Footwear Tips for the Summer (Sorry Fellas)
Ok so my homegal Reese (see the blog below) came to me with this idea and I'm afraid she's right fellas. We do some wild shit with our outfits. Much of the time, it's the older gentlemen setting us back but some of the younger generation are on their daha out here too.
1. If you were born with a penis, you SHOULD NOT wear sandals. Flip-flops on the beach...FINE. Jesus sandals at the cookout...NO. Keep your rusty ass toes and ashy heels inside.
2. In the event that you do BAM out with sandals, leave the sock out of it. Don't take socks down with you. DO NOT WEAR SOCKS WITH SANDALS. I'm not for sandals, but wearing socks with them defeats the purpose...doesn't it?
3. Older black men, yall gotta stop with the cookout socks (cookout socks-colored or white socks pulled up to the knee.) Get some regular length socks and on the rare occasion...no-sock'em with the linen short set (RARE).
4. Ok...so for my DC bretheren...this is mostly a Southside thing too. Slouch socks are done. It's over. It's 2007 not 1997. You could still get away with it in like '01, but not in '07. Tube socks. They're so key. Some of yall even wear BLACK slouch socks. COME ON holmes...don't do THAT.

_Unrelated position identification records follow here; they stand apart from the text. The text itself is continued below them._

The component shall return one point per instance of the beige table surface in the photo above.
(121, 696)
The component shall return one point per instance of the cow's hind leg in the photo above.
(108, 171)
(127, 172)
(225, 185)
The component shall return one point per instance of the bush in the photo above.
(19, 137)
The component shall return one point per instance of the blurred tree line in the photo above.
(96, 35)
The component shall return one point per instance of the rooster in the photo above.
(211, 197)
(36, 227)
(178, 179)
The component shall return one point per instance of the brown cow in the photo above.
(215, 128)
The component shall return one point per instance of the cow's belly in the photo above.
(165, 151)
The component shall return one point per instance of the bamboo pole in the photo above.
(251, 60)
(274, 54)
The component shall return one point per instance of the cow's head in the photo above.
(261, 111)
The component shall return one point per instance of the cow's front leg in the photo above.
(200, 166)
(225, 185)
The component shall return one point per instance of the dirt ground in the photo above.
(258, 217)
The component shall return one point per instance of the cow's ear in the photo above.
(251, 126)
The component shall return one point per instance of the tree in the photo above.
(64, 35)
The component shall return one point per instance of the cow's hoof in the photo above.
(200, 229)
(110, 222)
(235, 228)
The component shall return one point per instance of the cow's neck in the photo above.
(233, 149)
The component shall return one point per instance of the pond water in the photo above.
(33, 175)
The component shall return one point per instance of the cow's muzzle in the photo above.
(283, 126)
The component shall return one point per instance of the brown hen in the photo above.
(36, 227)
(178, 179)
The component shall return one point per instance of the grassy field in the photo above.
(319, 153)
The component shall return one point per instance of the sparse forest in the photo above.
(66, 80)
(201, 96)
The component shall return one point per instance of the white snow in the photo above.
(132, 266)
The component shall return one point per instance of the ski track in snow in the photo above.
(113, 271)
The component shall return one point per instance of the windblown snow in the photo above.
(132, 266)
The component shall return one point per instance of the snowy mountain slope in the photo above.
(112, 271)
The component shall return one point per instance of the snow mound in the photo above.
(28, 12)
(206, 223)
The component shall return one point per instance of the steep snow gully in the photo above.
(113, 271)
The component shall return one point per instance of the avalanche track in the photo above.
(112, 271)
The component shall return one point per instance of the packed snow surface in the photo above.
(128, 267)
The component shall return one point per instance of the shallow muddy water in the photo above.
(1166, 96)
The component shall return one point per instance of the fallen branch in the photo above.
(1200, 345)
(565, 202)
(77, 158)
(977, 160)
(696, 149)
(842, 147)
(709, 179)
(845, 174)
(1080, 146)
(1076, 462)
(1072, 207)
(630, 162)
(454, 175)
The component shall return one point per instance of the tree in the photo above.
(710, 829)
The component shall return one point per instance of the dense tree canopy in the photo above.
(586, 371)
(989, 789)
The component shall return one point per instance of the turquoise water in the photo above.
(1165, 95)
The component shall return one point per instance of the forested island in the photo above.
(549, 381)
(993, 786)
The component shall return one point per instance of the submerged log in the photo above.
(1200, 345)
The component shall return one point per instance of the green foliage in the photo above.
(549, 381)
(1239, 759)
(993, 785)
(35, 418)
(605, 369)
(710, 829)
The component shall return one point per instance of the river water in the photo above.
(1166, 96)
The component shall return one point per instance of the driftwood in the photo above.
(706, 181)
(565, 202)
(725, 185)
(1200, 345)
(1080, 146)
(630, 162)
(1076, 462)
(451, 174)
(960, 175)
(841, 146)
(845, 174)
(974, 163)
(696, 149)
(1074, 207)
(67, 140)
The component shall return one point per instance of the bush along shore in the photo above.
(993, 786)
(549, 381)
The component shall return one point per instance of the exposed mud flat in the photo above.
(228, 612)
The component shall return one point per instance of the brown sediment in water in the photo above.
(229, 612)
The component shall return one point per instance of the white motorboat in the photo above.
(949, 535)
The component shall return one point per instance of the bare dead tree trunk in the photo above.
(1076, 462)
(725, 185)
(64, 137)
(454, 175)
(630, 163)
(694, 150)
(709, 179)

5. Do yall know how retarded yall look rockin' Timberlands and Nike boots with shorts. No, seriously. BOOTS with shorts. Women put their boots up for the summer...please do the same.
6. Another one for my DC bretheren. You want to wear Hobo socks...fine...no problem. Wear a Hobo outfit though. Man...stop wearing Raiders' jersey with them black Alldaz socks. You're cheating. Would you wear a reebok shirt with some Air Force Ones (LOL-This is funny subject all in itself)?
7. Stop wearing white dress socks. Those are male knee-highs out here. There's only one man who can get away with that...Michael Jordan(1. God 2. Jesus Distant 3. Jordan=he can do whatever he wants). However, you can't get away with that. Put on Navy socks with that navy suit. Shit ain't hard. Just match it up.
8. Stop wearing wild-colored gators, crocs and snakeskin shoes. Obviously, if you wearing wild-colored shoes, you probably have on a wild-colored outfit, but I'm trying to stop you from looking like a complete idiot. I see these old men hopping out of their Deville's at the metro station. Just because you have on a matching jacket, slacks, tie and gators...doesn't mean it's professional. Why do they even make Lavender gators?
9. Old white men...Stop wearing tube socks with the stripes at the top. I know yall really don't care, but come on...set an example. Get some regular tube socks and keep it moving.
10. Every shoe ain't for everybody. I wear a size 13 and I'm skinny. I can't wear every shoe. I've come to grips with that fact. I see a shoe in the store...it looks so RIGHT on the wall. I put it on my foot...CLOWN SHOES. Really...How would I look in some white shell-toed Adidas...like a damn fool.
Alright fellas, be careful with your choice of shoes, socks this summer. The world is watching. Some basic tips to live by. Be safe with your choices and you can't go wrong.